Yale researchers have developed a methodology for governments and corporations to determine the availability of critical metals, according to a paper in Environmental Science & Technology.
In "Methodology of Metal Criticality Determination," the researchers evaluate the importance of scarce metals using a methodology that determines their supply risk, environmental implications, and vulnerability to supply restriction.
"In the past few years, a number of organizations have attempted to evaluate metal criticality, but the methods used have varied widely and so have the results," said Thomas Graedel, Clifton R. Musser Professor of Industrial Ecology at Yale. "This is the first time that this topic has been addressed in the peer-reviewed literature."
The criticality methodology, based on a U.S. National Research Council template, is designed to help corporations and national governments evaluate the risk of not having access to critical metals and to inform strategic decision-making around resource use.
"If you're a corporation, you don't want to design and manufacture something only to find out that you don't have important materials," he said.
The criticality methodology evaluates supply risk for entities that use metals on the basis of three components: geological, technological and economic; social and regulatory; and geological. The first of these components measures the potential availability of a metal's supplies, and the latter two address the degree to which the availability of the supply might be constrained.
According to the paper, the most obvious questions related to a metal's availability in the ground are how much there is, whether it is technologically feasible to obtain, and whether it is economically practical to do so.
Regulations and social attitudes can either impede or expedite the development of mineral resources. For example, communities are aware of the potential for environmental damage from tailings ponds and may resist the development of a new mine.
Governmental policies, actions and stability can significantly affect the ability to obtain mineral resources.

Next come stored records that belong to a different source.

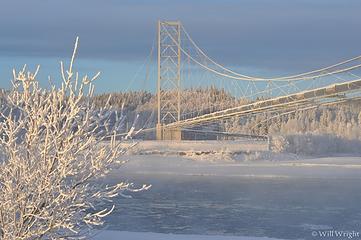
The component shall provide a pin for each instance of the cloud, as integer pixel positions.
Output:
(280, 33)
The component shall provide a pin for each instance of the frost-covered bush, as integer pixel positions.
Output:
(52, 157)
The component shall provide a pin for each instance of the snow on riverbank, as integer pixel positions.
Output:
(119, 235)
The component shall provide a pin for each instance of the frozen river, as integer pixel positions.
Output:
(288, 199)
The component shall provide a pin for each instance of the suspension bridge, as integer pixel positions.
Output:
(181, 63)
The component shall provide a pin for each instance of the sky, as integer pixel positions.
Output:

Graedel said that, in general, the more concentrated the mineral deposits in one area, the higher the risk of supply restriction.
"This work was stimulated by China's attempt to horde rare earth metals, which are being almost entirely mined and processed in China," said Graedel. "We asked ourselves: How do you know what's scarce? If you know a metal is scarce, how do you know if you should worry about it? We think this methodology has substantial legitimacy."